5

I have a DF that looks something like:

A    B    C    D    E
1    1    NaN  1    1
NaN  2    3    4    NaN

When I do:

df.to_json(orient='records')

I get something like

[{"A":1,"B":1,"C":null,"D":1,"E":1},{"A":null,"B":2,"C":3,"D":4,"E":null}]

Is there anyway to get it to ignore anything that has NaN and show something like:

[{"A":1,"B":1,"D":1,"E":1},{"B":2,"C":3,"D":4}]

Can I do this using pandas?

piRSquared
  • 285,575
  • 57
  • 475
  • 624
JS noob
  • 429
  • 5
  • 14
  • This is close enough: https://stackoverflow.com/questions/46166112/saving-a-pandas-dataframe-to-separate-jsons-without-nans -- I don't know whether it'd be considered a duplicate or not on StackOverflow (I'm relatively new). – Zain Patel Sep 25 '18 at 18:55
  • Let me offer the solution and close it `[dict(zip(x.index.get_level_values(1),x)) for _,x in df.replace('NAN',np.nan).stack().groupby(level=0)]` – BENY Sep 25 '18 at 18:57

2 Answers2

8

Try this:

[{**x[i]} for i, x in df.stack().groupby(level=0)]
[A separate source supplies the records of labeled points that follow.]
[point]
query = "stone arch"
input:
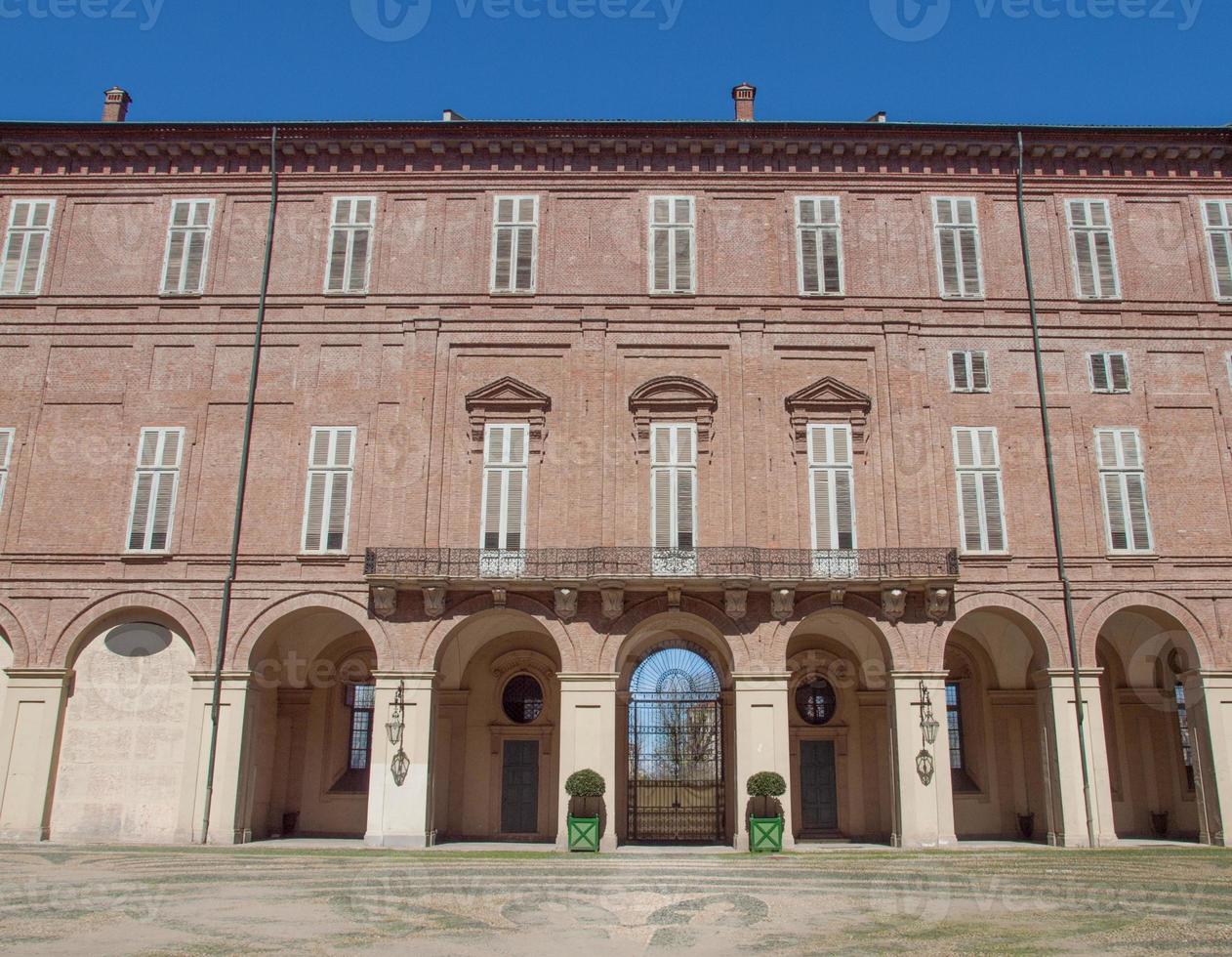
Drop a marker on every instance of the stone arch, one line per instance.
(253, 632)
(540, 615)
(1095, 616)
(715, 623)
(15, 635)
(854, 608)
(114, 608)
(1026, 615)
[{'A': 1.0, 'B': 1.0, 'D': 1.0, 'E': 1.0}, {'B': 2.0, 'C': 3.0, 'D': 4.0}]

If you want int

[{**x[i]} for i, x in df.stack().map(int).groupby(level=0)]

[{'A': 1, 'B': 1, 'D': 1, 'E': 1}, {'B': 2, 'C': 3, 'D': 4}]

Hacky way to keep int if they are int

[{**x[i]} for i, x in df.stack().fillna(0, downcast='infer').groupby(level=0)]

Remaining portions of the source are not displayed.